Though it never occurs on Groundhog Day, it often looks like the movie “Groundhog Day.”

No, not mass shootings or the president’s penchant for stirring the pot with Twitter storms.

Closer to home, we refer to the inevitable looming feud over the 2018-’19 Fiscal Year budget.

Many may not recall the showdowns during the past three years that took state government to the brink of a shutdown.

But we do, and as pathetic and costly as the special sessions it took to reach an agreement on those budgets were, everyone should recall them.

Days before this year’s regular legislative session began, legislative leaders said they believed the state would have a balanced budget before the 60-day session expires.

This morning marked the 46th day of the regular session, and we suspect the Legislature’s attention is on other matters beside the budget.

For instance, those thousands of teachers rallying for better pay, which is going to put any plans for a balanced budget in a dilemma.

As noted, over the last three years, budget talks have gone into special sessions and nearly extended into the summer.

And they didn’t come cheap — last year’s process following the regular session cost $700,000.

It’s common knowledge that adopting a balanced state budget is the most important job of the Legislature.

Yet, invariably lawmakers and governors resort to infighting and an inability to compromise rather than put the state’s interest ahead of their own.

Obviously, both major parties in the Legislature aim to accomplish particular goals and there will be disputes.

Legislators must also first review and help determine scores of agencies’ budgets during the 60-day regular session.

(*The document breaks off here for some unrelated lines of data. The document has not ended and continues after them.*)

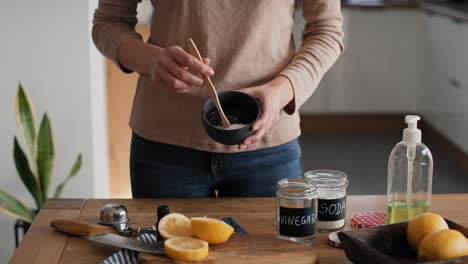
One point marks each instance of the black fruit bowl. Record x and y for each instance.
(387, 244)
(240, 108)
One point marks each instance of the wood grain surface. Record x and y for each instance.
(44, 245)
(249, 249)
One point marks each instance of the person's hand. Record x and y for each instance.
(173, 68)
(273, 96)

But throughout this fiscal year, as the revenue numbers came in, it was apparent that any budget shortfall would be manageable.

Lawmakers, at least, did not start this session fighting about how to fill a huge hole in the budget.

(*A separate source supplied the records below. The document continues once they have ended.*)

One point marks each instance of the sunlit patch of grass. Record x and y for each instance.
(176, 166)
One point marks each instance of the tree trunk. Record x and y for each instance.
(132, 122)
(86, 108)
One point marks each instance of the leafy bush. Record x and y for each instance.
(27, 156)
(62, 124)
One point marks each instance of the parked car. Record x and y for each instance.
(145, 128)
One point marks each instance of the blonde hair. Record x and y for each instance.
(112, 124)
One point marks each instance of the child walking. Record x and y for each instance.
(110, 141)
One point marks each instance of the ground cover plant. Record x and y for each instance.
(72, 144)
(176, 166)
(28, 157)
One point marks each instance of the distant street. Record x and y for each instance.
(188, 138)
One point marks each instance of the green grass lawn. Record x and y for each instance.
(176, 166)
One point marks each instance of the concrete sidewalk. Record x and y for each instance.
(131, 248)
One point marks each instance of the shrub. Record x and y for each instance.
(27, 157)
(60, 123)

One would have thought this fiscal year was going to end in a good place and thereby not consume as much of our legislators’ time.

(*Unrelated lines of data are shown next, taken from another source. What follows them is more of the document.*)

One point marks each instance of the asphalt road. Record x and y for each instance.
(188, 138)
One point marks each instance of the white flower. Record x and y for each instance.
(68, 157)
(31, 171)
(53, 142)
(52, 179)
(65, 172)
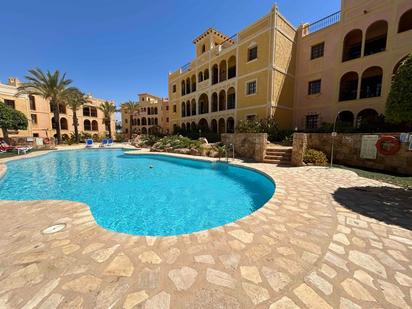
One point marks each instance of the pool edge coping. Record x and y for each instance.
(139, 152)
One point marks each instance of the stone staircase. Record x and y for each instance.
(279, 155)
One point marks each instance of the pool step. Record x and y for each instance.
(278, 155)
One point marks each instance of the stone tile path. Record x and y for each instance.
(327, 239)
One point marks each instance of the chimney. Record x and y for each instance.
(13, 81)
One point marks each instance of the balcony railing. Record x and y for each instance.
(323, 23)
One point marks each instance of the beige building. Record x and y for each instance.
(246, 76)
(39, 112)
(345, 61)
(151, 115)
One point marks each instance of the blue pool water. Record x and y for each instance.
(140, 195)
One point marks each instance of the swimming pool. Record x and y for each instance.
(149, 194)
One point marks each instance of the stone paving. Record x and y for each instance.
(327, 239)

That said, adopting a state budget for the coming fiscal year should be easier, and it’s still possible it will be on the governor’s desk March 11.

However, we’re skeptical, at best. January’s revenue report was bleak, while income for the first seven months of this fiscal year has been below estimates on which the budget is based.

No, the projected budget deficit this year will look nothing like last fiscal year’s nearly $500 million hole.

But costly special sessions to end looming budget battles are getting old and repetitious.